# Overview

The density $$p_m(\mathbf{x};\theta)$$ of an undirected graphical model is often given by a tractable, but unnormalized density function $$\tilde{p}_m(\mathbf{x};\theta)$$:

$p_m(\mathbf{x};\theta) = \frac{1}{Z(\theta)} \, \tilde{p}_m(\mathbf{x};\theta)$

where $$Z(\theta)=\int \tilde{p}_m(\mathbf{x};\theta)\,d\mathbf{x}$$ is the partition function of $$\tilde{p}_m(\mathbf{x};\theta)$$, usually not exactly tractable.

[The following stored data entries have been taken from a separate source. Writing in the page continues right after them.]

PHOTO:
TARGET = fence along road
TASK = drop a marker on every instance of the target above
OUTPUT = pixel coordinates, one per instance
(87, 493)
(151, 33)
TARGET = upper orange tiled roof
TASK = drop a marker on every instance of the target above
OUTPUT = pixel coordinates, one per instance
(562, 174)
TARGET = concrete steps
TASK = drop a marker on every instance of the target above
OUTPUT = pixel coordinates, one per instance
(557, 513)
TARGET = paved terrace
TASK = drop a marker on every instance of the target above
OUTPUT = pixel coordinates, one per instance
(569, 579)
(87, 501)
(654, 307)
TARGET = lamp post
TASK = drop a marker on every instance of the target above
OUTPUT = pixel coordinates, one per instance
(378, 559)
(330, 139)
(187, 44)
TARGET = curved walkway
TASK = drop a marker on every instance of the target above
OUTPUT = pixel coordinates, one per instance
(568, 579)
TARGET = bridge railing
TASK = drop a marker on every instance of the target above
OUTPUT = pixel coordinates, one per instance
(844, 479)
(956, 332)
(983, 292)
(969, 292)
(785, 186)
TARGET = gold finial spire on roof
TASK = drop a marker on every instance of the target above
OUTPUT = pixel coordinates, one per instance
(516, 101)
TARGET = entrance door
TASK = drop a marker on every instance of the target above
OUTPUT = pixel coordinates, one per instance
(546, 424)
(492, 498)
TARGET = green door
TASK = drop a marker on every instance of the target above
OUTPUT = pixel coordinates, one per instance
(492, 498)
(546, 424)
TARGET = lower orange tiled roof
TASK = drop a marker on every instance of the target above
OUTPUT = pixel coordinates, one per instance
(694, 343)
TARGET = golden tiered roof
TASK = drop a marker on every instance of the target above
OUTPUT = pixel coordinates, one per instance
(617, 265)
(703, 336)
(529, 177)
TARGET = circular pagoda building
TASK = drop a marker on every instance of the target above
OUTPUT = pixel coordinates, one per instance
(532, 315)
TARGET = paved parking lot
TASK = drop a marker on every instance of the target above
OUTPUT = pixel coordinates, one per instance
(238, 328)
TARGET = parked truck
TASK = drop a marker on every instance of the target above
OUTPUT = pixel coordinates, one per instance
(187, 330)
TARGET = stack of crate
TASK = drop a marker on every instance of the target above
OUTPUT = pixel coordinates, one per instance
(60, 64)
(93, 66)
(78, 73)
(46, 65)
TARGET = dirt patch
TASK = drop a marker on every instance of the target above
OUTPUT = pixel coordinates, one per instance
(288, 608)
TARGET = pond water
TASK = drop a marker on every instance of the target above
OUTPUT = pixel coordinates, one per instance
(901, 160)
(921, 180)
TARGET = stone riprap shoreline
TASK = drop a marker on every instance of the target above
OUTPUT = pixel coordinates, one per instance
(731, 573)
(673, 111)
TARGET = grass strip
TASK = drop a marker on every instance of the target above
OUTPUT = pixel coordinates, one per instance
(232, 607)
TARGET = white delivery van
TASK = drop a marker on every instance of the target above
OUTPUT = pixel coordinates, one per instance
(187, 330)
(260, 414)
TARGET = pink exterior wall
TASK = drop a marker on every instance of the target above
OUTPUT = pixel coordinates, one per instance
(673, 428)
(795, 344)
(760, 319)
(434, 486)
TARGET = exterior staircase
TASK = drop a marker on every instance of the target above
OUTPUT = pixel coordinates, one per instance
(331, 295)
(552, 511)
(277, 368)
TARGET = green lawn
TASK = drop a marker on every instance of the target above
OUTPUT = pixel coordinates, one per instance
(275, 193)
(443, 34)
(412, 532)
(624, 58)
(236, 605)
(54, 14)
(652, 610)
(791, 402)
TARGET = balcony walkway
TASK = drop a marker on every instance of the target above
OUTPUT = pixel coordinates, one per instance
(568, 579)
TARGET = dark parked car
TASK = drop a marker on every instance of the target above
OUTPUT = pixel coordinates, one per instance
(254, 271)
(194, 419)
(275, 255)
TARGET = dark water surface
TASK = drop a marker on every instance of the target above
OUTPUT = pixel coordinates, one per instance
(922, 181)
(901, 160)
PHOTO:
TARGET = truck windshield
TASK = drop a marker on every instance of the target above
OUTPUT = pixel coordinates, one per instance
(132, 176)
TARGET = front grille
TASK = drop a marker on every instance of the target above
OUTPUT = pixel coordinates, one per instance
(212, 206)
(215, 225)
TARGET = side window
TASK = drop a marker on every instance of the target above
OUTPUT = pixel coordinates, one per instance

The expectation of the energy function $$U(\mathbf{x};\theta)$$ over a given dataset $$\mathbf{X} = \{\mathbf{x}_1,\dots,\mathbf{x}_N\}$$ is the average negative log-likelihood, i.e.: $U(\mathbf{X};\theta) = -\frac{1}{N} \sum_{i=1}^N \log p_m(\mathbf{x}_i;\theta) = \log Z(\theta) - \frac{1}{N} \sum_{i=1}^N \log \tilde{p}_m(\mathbf{x}_i;\theta)$ Usually, one would expect to obtain the optimal parameters $$\theta^{\star}$$, which minimizes $$U(\mathbf{X};\theta)$$. However, since $$Z(\theta)$$ cannot be exactly computed, the estimation of $$U(\mathbf{X};\theta)$$ requires special techniques, which briefly falls into the following categories:

1. To approximate $$Z(\theta)$$, e.g., by using Monte Carlo methods.
2. To directly find the optimum $$\theta^{\star}$$ of $$U(\mathbf{X};\theta)$$ without having to estimate $$Z(\theta)$$.